Charles Baudelaire, “The Painter of Modern Life” (1863). In Charles Baudelaire, The Painter of Modern Life and Other Essays. Jonathan Mayne, trans. (London: Phaidon, 2006), p. 18.

It is the fear of not going fast enough, of letting the phantom escape before the synthesis has been extracted and pinned down; it is that terrible fear which takes possession of all great artists and gives them such a passionate desire to become masters of every means of expression so that the orders of the brain may never be perverted by the hesitations of the hand and that finally execution, ideal execution, may become as unconscious and spontaneous as is digestion for a healthy man after dinner.

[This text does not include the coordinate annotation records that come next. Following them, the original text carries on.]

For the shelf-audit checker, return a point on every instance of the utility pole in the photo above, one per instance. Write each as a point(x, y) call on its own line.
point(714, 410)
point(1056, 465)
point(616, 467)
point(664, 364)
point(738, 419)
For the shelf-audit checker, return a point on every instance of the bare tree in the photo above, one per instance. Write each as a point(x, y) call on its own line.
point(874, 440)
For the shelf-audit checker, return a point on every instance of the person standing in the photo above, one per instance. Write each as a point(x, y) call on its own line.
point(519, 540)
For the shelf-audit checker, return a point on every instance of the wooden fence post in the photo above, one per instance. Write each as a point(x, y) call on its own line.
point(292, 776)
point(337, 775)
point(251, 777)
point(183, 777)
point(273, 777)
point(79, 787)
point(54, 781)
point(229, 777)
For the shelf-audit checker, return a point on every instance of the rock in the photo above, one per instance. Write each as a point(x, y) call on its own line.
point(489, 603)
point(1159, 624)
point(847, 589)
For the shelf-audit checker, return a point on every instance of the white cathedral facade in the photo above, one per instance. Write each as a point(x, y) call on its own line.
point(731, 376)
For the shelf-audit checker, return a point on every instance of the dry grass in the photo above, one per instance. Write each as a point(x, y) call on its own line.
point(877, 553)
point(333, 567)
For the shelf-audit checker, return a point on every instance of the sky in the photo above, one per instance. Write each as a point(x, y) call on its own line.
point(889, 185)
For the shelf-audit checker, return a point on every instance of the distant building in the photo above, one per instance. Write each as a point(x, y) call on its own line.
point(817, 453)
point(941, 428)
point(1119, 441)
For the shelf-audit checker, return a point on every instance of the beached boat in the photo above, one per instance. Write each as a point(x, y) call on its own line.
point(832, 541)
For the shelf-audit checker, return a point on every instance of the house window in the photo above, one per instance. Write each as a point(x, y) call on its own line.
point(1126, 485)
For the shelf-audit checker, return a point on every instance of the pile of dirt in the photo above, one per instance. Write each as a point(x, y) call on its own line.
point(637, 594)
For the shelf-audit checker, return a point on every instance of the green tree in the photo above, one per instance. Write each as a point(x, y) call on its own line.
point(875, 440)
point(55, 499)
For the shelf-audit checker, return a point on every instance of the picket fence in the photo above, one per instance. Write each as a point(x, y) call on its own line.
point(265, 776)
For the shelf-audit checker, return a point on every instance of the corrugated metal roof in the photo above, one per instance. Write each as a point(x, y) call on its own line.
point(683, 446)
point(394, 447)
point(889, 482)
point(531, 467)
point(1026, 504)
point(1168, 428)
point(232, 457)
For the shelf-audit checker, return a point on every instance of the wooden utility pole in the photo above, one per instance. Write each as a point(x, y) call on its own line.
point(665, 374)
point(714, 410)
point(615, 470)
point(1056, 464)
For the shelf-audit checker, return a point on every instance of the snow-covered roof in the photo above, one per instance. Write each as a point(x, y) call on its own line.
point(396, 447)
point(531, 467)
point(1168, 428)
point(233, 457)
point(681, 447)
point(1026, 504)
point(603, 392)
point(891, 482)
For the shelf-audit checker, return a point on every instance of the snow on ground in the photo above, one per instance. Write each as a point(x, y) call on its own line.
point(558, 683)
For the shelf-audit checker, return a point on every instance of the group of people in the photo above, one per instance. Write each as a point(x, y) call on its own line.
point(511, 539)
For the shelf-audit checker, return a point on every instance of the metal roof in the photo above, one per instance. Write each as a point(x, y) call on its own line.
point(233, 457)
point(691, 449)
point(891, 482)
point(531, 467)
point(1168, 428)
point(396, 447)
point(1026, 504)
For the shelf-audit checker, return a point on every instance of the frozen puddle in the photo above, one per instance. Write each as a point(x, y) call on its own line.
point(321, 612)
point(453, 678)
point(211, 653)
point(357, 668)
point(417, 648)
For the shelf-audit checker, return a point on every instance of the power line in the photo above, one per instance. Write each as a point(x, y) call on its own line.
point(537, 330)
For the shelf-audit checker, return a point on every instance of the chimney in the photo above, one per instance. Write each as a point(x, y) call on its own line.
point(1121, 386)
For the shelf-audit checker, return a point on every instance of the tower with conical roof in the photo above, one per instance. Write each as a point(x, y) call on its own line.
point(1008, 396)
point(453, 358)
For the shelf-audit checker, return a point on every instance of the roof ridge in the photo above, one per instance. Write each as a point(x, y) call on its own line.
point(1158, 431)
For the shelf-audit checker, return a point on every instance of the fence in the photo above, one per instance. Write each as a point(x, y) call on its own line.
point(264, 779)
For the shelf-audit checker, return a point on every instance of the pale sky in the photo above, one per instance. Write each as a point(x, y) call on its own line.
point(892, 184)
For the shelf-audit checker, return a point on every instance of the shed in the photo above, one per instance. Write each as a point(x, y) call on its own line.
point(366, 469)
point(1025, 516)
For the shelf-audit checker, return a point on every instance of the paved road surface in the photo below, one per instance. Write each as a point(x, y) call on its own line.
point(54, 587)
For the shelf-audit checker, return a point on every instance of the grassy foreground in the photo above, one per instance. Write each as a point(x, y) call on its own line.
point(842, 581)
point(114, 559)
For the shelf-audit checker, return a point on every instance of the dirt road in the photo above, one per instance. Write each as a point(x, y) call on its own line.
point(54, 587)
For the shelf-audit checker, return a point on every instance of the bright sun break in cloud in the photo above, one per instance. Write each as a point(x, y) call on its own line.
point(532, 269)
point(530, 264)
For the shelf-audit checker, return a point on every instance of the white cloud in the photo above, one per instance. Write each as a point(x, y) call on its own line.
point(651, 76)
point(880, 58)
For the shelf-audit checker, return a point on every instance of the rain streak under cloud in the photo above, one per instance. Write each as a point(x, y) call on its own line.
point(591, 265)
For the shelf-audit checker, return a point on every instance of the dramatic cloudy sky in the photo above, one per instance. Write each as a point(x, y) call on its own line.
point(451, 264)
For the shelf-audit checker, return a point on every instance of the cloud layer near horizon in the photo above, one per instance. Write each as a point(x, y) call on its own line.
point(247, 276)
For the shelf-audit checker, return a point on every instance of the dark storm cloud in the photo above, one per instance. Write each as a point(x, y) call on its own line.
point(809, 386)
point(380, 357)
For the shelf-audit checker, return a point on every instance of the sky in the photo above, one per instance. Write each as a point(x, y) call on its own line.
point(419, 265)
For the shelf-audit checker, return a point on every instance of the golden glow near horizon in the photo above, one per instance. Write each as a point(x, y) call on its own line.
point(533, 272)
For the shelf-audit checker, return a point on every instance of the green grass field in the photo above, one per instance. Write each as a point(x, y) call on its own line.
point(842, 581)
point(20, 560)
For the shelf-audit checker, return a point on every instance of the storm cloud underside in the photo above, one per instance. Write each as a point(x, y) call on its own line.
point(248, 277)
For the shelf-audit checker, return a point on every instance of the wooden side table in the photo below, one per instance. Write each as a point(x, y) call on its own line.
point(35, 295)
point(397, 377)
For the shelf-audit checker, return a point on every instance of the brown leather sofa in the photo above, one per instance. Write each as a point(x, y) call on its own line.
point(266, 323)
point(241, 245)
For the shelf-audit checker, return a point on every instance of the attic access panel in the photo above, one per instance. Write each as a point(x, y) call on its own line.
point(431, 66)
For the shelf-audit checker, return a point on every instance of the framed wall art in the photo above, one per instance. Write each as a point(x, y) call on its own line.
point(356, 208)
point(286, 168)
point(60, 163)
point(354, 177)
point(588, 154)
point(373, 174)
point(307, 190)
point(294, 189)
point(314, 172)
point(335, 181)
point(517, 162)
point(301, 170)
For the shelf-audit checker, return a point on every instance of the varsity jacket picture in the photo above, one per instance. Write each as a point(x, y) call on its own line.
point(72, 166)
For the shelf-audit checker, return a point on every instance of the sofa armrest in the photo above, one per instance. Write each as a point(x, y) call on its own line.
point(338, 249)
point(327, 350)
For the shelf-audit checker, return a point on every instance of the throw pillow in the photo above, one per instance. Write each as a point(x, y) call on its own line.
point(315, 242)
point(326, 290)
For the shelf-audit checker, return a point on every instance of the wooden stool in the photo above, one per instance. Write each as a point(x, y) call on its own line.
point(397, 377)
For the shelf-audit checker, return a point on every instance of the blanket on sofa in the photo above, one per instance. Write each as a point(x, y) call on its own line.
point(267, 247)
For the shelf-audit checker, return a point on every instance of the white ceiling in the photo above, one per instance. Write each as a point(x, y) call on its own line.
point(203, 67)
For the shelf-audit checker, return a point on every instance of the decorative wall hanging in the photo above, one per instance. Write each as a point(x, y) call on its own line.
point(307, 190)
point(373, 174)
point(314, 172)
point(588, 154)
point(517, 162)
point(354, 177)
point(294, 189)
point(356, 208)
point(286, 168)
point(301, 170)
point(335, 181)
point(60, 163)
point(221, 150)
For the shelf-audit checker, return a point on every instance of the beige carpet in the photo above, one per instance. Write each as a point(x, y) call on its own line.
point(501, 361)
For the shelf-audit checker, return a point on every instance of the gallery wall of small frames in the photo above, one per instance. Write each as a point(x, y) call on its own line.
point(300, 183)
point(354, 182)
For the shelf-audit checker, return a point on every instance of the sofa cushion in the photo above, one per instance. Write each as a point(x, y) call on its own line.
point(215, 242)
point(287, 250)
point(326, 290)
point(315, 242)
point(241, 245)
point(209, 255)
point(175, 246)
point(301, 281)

Charles Baudelaire, “The Painter of Modern Life” (1863). In Charles Baudelaire, The Painter of Modern Life and Other Essays. Jonathan Mayne, trans. (London: Phaidon, 2006), p. 17.

[There is] … a need to see things broadly and to consider them above all in their total effect. It is by no means out of place here to remind my readers that all those painters whose vision is synthesizing and abbreviative have been accused of barbarousness — M. Corot, for example, whose initial concern is always to trace the principal lines of a landscape — its bony structure, its physiognomy, so to speak. Likewise Monsieur G. brings an instinctive emphasis to his marking of the salient or luminous points of an object (which may be salient or luminous from the dramatic point of view) or of its principle characteristics, sometimes even with a degree of exaggeration which aides the human memory; and thus, under the spur of so forceful a prompting, the spectator’s imagination receives a clear-cut image of the impression produced by the external world upon the mind of Monsieur G. The spectator becomes the translator so to speak, of a translation which is always clear and thrilling.

Charles Baudelaire, “The Painter of Modern Life” (1863). In Charles Baudelaire, The Painter of Modern Life and Other Essays. Jonathan Mayne, trans. (London: Phaidon, 2006), p. 15.